We wanted to create our own world but at the same time, still feel that we’re in New York and go to places where other movies don’t go, and show it in a way that other movies don’t. That was the biggest challenge.
The thing is, New York will not stop for you just because you are shooting a movie. So you have moments like in the subway sequence where we had permission to shoot in the subway station but we didn’t have permission to control anything about it. So trains were going and coming with passengers in and out all night, as they normally do. It was frustrating because the shot was perfect and then suddenly the train came in the wrong way or like a thousand people just came into the shot, making it impossible for us to see the actors.
There was a scene in Madison Square Garden, which we actually shot before and after a real game. Before the game, they gave us half an hour to get Liam through the fans and in 30 minutes, the lights were turned off and we were kicked out. At the end of the game, we only had 10 minutes to show the scene in which he goes in and we used the real people coming out, with Liam coming in. So much to the surprise of the people who’ve just seen their team and they’re coming out, they see Liam Neeson walking in the wrong direction. And you can actually see from the film that a few people did double takes.
Your transitions were very interesting. There were quick cuts that would then focus on one element and then pull the audience into the next scene.

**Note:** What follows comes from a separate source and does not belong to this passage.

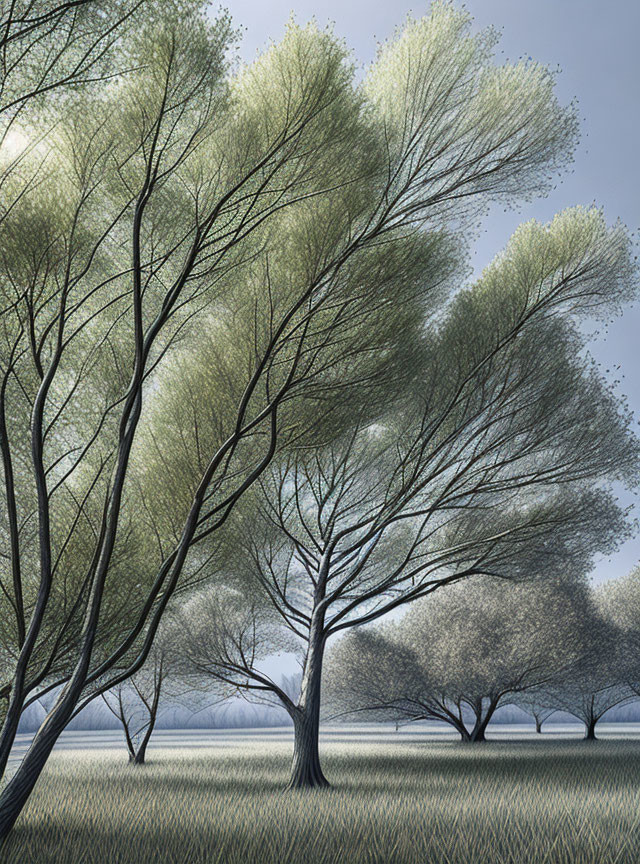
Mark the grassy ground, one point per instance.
(541, 802)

We really needed to drive home the idea that this [the movie] was happening in one night and that this was happening in one city, and the best visual way that I thought was this one. So we designed the shots and then we called this company in France called BUF and they came in and took a bunch of still pictures. We shot the beginning and the end of each shot, and they created the middle through pictures and CG. It was just an interesting way to see where things were happening, which is such a hard thing to convey with cuts. Even aerial photography alone is not good enough because you cannot just travel with a helicopter and try to speed it up that way. So we tried to just move transitions. I mean, a lot of people are commenting about it so maybe they were successful.

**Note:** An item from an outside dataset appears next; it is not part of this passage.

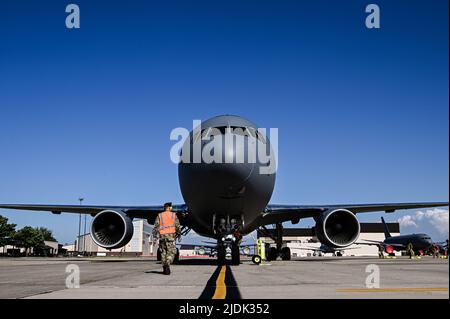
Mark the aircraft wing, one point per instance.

Seeing your background with horror and action, are there other genres you’d like to explore as well?
I would like to do a movie with every genre. To me, that would be the complete career—do a comedy, musical. Why not? As a director, you start in horror because usually that’s the first opportunity they give you. And then, a natural progression is to go into action. I think I could do well in drama, as well, or science fiction. And one day, maybe I’ll try a comedy and that’ll be the end of my career.

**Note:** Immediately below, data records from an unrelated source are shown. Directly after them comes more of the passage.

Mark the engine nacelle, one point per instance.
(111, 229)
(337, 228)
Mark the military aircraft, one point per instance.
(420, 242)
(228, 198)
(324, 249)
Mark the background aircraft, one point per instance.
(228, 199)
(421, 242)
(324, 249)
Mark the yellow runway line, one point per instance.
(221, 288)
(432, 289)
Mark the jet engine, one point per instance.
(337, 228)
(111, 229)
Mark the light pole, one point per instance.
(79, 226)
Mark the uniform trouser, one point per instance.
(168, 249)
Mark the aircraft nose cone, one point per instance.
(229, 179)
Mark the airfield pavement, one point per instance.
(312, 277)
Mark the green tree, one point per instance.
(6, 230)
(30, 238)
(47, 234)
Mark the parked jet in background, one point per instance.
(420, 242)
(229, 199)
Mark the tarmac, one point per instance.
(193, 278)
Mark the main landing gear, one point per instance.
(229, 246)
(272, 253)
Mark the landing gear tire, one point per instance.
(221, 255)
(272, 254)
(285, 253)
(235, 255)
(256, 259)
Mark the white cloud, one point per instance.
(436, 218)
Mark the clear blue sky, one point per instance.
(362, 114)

Going back to the action genre, how do you turn someone into an action star?
I don’t think you can turn them into an action star if they’re physically not made for it. You need to be very coordinated, you need be in shape. I mean you can train, but you need certain things and you really need to love it and have a sense of action because you’re not only just performing what somebody tells you, you are part of the process of creating it. You can have an actor be in an action movie but to be a star, what you’re saying is that the audience respects that person and they want that person’s seal of approval on the movie. I’ve seen 20-year-old guys who cannot run. It has to be a natural thing so it’s hard to turn men into stars. I think the star is born.
Who were some of your heroes growing up?
I was very much into Spielberg because I grew up in the late ’70s, early ’80s. But as I started maturing, I really found the Hitchcock movies to be something that I was drawn to because [there] was always a very interesting technical challenge associated with them. The storytelling was relatable for everybody in the audience so he was not only a master of suspense, but the master of storytelling and making movies.
How would you say that reflects in your work?
In Unknown, there was definitely the whole idea of ordinary men in extraordinary circumstances that we’ve seen in many feature films. And in Non-Stop, definitely the one location aspect of it and trying to figure out who the culprit is. So in those two movies, definitely there are aspects of Hitchcock. In Run All Night, not so much. But I was also looking to break away from that and do something different.